Calculations by financial services giant Fidelity have revealed today’s retirees have ben hit by a triple blow of falling real wages, lower market returns and reduced income from annuities.

People finishing work this year will typically have saved pension pots that are £40,000 lower on average than someone in 2007, according to Fidelity.

Lower savings levels add extra misery to this year’s retirees who have already seen wage growth eroded by the cost of living by one percentage point below inflation over the past 10 years.

On the other hand, people who retired in 2007 typically earned wages that maintained their buying power at 0.9 percentage points above Consumer Price Inflation (CPI).

It means that people who retire this year will have paid in £5,179 less to saving schemes over the 10 year before finishing work, compared to counterparts a decade earlier, according to Fidelity.

And it comes amid poorer stock market performance over the past 10 year than the decade earlier.
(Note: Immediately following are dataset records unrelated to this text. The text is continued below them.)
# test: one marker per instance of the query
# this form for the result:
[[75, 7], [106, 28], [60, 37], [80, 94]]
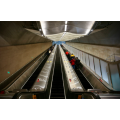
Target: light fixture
[[65, 27]]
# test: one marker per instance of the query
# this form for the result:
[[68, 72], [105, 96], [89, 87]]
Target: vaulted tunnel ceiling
[[65, 30]]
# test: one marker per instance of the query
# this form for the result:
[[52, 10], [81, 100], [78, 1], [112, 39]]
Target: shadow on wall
[[58, 42]]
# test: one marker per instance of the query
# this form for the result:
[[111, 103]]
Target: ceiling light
[[65, 22], [65, 27]]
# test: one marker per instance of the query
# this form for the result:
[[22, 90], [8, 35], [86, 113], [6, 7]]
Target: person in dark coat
[[73, 63], [77, 63]]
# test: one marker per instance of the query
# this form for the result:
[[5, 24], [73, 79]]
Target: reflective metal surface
[[72, 80], [42, 79], [74, 29], [21, 81]]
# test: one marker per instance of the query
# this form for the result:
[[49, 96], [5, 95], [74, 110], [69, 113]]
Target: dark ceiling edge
[[24, 44], [95, 44]]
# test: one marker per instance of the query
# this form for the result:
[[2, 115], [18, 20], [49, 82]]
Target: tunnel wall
[[96, 50], [12, 33], [12, 58]]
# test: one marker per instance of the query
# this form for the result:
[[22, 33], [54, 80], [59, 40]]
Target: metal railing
[[113, 58], [108, 72]]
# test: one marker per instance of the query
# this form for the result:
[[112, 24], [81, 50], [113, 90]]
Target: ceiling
[[65, 30]]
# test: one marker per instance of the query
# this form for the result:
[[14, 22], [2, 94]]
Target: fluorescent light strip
[[62, 35], [65, 27]]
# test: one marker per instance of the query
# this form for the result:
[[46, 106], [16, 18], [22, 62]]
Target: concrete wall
[[97, 50], [12, 58], [11, 33]]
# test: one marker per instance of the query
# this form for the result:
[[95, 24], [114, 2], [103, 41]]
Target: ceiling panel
[[55, 30]]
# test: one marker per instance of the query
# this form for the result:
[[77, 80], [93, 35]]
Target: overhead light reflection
[[65, 27]]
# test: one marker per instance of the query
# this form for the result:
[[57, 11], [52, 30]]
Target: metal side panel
[[93, 80], [72, 79], [43, 77], [24, 77]]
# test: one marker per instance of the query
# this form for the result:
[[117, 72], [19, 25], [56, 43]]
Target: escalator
[[32, 79], [57, 91], [83, 80]]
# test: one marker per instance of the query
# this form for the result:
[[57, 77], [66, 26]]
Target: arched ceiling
[[65, 30]]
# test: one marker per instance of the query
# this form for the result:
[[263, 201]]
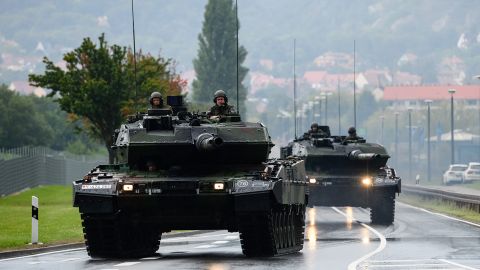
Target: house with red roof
[[414, 96]]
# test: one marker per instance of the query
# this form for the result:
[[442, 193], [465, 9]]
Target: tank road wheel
[[299, 226], [279, 231], [116, 236], [382, 211]]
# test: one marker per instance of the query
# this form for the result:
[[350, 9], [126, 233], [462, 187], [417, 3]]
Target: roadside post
[[34, 220]]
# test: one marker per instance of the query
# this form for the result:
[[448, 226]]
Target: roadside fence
[[27, 167]]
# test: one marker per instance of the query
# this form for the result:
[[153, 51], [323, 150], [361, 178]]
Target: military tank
[[346, 172], [175, 170]]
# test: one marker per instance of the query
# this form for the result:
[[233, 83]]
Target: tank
[[347, 173], [175, 170]]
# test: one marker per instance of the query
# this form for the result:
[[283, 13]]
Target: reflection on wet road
[[335, 238]]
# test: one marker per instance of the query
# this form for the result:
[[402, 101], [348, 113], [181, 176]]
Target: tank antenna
[[134, 57], [354, 92], [236, 22], [294, 92]]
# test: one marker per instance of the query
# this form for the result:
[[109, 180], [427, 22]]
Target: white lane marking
[[411, 260], [220, 242], [412, 266], [442, 215], [40, 254], [206, 246], [150, 258], [192, 238], [383, 242], [458, 265], [127, 264], [71, 259]]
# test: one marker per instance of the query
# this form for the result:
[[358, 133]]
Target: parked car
[[454, 174], [472, 173]]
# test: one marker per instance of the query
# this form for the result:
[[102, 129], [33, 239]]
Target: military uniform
[[221, 110], [352, 135]]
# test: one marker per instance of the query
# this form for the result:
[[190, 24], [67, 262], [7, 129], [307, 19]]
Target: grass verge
[[59, 221], [439, 206]]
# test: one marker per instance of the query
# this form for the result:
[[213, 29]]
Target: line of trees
[[98, 86]]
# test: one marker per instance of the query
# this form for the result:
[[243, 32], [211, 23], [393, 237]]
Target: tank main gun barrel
[[359, 155], [208, 142]]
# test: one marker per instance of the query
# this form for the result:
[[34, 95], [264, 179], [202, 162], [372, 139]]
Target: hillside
[[384, 31]]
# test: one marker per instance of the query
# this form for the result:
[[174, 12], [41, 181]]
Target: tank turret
[[176, 170], [347, 172]]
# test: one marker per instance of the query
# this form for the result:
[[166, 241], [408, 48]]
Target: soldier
[[352, 134], [221, 106], [313, 128], [156, 100]]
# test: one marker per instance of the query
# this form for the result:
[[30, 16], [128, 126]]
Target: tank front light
[[367, 181], [127, 187], [218, 186]]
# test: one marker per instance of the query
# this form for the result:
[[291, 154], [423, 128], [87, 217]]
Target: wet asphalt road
[[335, 238]]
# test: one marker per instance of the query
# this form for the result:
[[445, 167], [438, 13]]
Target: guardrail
[[467, 201]]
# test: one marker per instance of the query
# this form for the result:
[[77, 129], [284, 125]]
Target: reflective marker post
[[34, 220]]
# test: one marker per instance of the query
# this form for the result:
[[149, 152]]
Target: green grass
[[59, 221], [438, 206]]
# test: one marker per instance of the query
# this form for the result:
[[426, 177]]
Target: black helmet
[[219, 93], [155, 95]]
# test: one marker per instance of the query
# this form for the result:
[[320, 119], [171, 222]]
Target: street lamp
[[381, 133], [452, 139], [409, 144], [316, 106], [326, 94], [478, 104], [429, 172], [396, 139]]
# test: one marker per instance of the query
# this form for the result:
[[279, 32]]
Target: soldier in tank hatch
[[221, 106], [352, 134], [156, 101]]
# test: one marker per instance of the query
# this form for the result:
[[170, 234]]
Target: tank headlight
[[367, 181], [218, 186], [127, 187]]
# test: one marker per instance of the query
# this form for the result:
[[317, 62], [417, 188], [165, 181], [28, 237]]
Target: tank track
[[117, 236], [382, 212], [279, 231]]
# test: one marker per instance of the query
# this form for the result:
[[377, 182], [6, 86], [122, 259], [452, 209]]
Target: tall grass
[[59, 222]]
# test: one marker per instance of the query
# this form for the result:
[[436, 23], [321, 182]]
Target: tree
[[20, 122], [216, 62], [98, 85]]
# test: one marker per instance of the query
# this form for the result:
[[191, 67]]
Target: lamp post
[[409, 143], [381, 133], [478, 104], [452, 139], [311, 107], [429, 172], [396, 139]]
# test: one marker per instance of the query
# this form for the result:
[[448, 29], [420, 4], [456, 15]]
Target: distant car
[[472, 173], [454, 174]]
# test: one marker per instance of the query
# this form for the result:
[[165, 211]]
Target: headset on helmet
[[219, 93], [155, 95]]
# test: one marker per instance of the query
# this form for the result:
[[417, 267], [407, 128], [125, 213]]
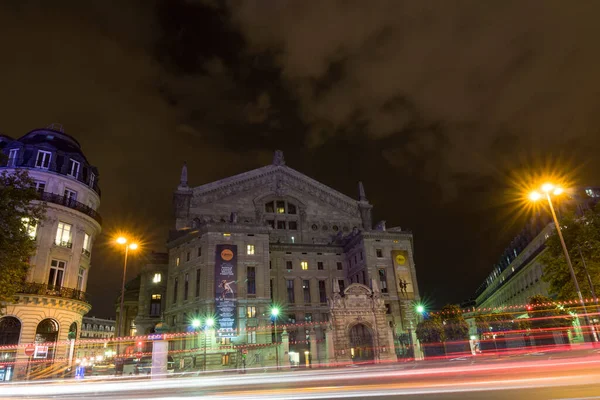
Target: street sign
[[41, 352], [29, 350]]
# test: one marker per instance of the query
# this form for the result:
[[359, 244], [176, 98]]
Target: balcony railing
[[68, 245], [54, 290], [74, 204]]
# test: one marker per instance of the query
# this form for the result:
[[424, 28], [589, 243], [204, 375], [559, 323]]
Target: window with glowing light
[[57, 273], [63, 235], [30, 226], [43, 159]]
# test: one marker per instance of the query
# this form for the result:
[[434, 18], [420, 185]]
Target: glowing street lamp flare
[[535, 196]]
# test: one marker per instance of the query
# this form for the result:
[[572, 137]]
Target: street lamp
[[547, 189], [209, 323], [274, 315], [128, 246]]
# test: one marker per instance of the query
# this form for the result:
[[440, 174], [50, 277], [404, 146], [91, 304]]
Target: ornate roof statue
[[278, 158], [361, 192]]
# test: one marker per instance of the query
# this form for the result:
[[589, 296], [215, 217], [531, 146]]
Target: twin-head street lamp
[[121, 240], [208, 323], [546, 190]]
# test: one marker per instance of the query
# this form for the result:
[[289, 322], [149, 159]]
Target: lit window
[[70, 194], [63, 235], [280, 207], [40, 186], [80, 278], [87, 242], [57, 273], [73, 168], [43, 159], [12, 157], [30, 227]]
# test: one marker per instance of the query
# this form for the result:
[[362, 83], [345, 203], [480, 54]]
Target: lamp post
[[548, 188], [128, 246], [209, 323], [274, 315]]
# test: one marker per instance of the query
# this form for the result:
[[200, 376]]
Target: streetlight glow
[[547, 187], [535, 196]]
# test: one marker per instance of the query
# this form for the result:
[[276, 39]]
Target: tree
[[430, 330], [545, 314], [19, 215], [582, 237], [455, 326]]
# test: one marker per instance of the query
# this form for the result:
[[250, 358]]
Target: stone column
[[329, 347], [284, 350], [314, 351]]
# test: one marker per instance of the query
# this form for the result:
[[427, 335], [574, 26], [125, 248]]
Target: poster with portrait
[[226, 290], [404, 281]]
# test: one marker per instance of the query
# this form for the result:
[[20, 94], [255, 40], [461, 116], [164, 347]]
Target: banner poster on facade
[[226, 290], [406, 288]]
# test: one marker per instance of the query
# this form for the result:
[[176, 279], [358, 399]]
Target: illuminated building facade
[[53, 300], [275, 236]]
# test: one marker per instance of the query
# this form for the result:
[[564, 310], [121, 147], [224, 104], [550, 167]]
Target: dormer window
[[73, 168], [43, 159], [12, 157]]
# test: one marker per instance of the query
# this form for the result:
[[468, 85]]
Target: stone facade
[[53, 301], [297, 240]]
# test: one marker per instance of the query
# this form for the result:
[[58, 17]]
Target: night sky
[[439, 107]]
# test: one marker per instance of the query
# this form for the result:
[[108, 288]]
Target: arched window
[[47, 331], [10, 331]]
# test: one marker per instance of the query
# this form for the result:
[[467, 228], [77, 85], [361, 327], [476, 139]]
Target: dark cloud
[[492, 78]]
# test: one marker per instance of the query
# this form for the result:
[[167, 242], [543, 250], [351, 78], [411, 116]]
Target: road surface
[[529, 378]]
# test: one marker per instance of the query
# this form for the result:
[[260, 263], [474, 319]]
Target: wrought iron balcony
[[74, 204], [53, 290]]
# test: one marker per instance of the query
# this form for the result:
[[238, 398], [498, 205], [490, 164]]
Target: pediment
[[276, 180], [358, 289]]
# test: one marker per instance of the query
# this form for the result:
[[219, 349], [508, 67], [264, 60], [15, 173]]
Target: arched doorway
[[10, 331], [47, 332], [361, 343]]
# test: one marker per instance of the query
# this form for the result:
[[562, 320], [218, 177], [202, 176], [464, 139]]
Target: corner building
[[344, 287], [53, 300]]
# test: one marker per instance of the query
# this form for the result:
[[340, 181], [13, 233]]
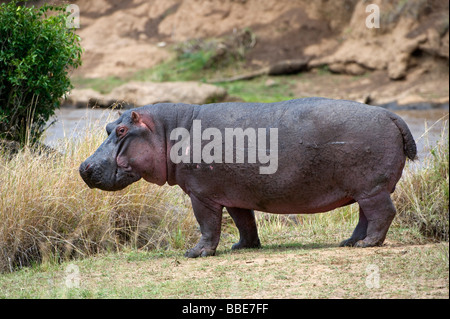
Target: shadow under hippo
[[301, 156]]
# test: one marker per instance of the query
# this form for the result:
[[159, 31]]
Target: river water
[[426, 125]]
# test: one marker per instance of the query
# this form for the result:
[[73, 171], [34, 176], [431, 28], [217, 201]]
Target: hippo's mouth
[[96, 177]]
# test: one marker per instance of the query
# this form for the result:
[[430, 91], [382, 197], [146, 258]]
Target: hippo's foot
[[199, 252], [246, 224], [350, 242], [368, 243], [244, 244], [375, 217]]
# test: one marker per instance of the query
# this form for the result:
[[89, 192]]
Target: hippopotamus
[[301, 156]]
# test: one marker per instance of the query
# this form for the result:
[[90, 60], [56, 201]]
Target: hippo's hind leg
[[246, 224], [379, 212], [359, 233], [209, 217]]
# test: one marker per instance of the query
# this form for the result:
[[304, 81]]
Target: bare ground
[[309, 271]]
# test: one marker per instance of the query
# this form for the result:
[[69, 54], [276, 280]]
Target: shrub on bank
[[37, 51]]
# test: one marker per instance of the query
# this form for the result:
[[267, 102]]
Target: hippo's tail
[[409, 145]]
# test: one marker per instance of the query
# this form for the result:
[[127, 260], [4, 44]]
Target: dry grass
[[422, 196], [47, 213]]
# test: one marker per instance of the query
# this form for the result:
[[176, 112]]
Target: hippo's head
[[133, 150]]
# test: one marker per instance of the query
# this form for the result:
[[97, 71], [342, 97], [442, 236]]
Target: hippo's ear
[[143, 120]]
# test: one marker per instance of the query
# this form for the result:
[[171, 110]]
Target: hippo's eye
[[121, 131]]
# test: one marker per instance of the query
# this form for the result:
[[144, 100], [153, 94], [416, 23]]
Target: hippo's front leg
[[209, 217]]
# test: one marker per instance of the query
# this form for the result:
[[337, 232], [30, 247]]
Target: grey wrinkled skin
[[331, 153]]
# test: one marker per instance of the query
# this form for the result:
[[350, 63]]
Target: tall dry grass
[[47, 213], [422, 195]]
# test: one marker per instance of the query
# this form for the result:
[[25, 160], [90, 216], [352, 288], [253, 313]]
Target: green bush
[[37, 52]]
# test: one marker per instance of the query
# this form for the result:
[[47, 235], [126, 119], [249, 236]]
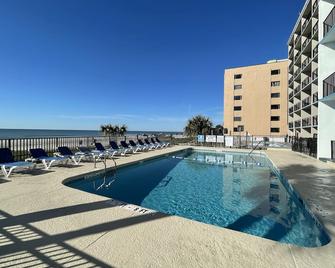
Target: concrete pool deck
[[46, 224]]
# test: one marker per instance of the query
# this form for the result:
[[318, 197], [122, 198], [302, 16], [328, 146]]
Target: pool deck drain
[[45, 223]]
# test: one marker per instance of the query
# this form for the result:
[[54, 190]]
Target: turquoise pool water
[[235, 191]]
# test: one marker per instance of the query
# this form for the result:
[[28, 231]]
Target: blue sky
[[75, 64]]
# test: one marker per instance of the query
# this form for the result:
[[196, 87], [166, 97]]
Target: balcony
[[297, 72], [306, 82], [290, 80], [304, 44], [315, 6], [306, 102], [315, 28], [303, 27], [297, 106], [306, 122], [296, 90], [315, 51], [329, 85], [315, 74], [329, 22], [305, 62], [315, 120], [291, 95]]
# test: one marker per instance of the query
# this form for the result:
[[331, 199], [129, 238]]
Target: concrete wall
[[256, 99]]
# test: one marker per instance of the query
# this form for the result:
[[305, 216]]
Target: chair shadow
[[22, 244]]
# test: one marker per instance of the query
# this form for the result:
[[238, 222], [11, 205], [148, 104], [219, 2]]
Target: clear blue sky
[[75, 64]]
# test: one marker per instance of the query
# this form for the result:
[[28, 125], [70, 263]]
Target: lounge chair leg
[[9, 171], [4, 171]]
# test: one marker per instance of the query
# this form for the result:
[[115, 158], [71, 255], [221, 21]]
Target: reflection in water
[[236, 191]]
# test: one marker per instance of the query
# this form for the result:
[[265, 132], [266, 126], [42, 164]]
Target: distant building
[[311, 85], [255, 99]]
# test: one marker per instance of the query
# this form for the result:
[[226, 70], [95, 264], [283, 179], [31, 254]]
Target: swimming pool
[[232, 190]]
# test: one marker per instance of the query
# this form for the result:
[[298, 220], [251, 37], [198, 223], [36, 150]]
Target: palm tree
[[218, 130], [107, 130], [116, 130], [198, 124], [123, 129]]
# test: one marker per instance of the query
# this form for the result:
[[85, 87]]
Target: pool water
[[232, 190]]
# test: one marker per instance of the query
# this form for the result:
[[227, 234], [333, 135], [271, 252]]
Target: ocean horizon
[[42, 133]]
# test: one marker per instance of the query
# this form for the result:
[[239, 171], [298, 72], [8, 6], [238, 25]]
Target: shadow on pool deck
[[23, 244], [316, 185]]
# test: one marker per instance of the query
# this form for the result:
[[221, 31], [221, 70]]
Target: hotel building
[[311, 100], [255, 99]]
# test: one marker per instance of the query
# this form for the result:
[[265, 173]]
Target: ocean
[[41, 133]]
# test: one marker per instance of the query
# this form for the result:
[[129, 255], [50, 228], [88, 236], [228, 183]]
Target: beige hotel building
[[255, 99]]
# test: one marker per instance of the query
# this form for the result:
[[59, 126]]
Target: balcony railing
[[306, 102], [329, 22], [304, 25], [315, 51], [297, 89], [297, 72], [291, 95], [329, 85], [315, 74], [306, 82], [315, 6], [306, 122], [305, 62], [315, 28], [290, 80], [297, 40], [297, 106]]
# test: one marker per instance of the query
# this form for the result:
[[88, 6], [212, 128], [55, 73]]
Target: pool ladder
[[104, 184]]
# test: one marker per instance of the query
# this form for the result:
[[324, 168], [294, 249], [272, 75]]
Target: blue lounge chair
[[131, 149], [7, 161], [156, 146], [118, 149], [91, 154], [153, 141], [105, 151], [149, 146], [134, 145], [65, 151], [39, 154], [162, 142]]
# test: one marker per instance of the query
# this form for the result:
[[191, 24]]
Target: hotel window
[[275, 95], [275, 118], [275, 107], [275, 129], [239, 129], [275, 83], [275, 72]]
For someone earning £45,000, the savings pot at the end of the 10 years is £139,110 in 2017, compared with £180,106 in 2007, Fidelity found.

Worse still, savings today buy lower levels of income than 10 years ago.

This results in an annuity income that is at just £6,607 today, compared to £12,193 in 2007.

Ed Monk, associate director at personal investing for Fidelity International said: “This all makes grim reading for the 2017 cohort of retirees yet it’s important not to abandon hope.

“In the period since the crisis the pension freedoms reforms have freed many more people to access their pension pot using drawdown instead of an annuity.

“This comes with greater risk but at least provides an alternative to being locked into low paying annuities and gives you greater flexibility over how you manage your income.

“For those still with some years to go before they retire, there’s a chance to make more of the time available left to save.

“Maximising contributions to take advantage of any employer contributions on offer as well as the help available from tax relief makes sense, as does ensuring your pension money is invested to take a level of risk that you’re comfortable with, but that will give you a chance of decent growth.”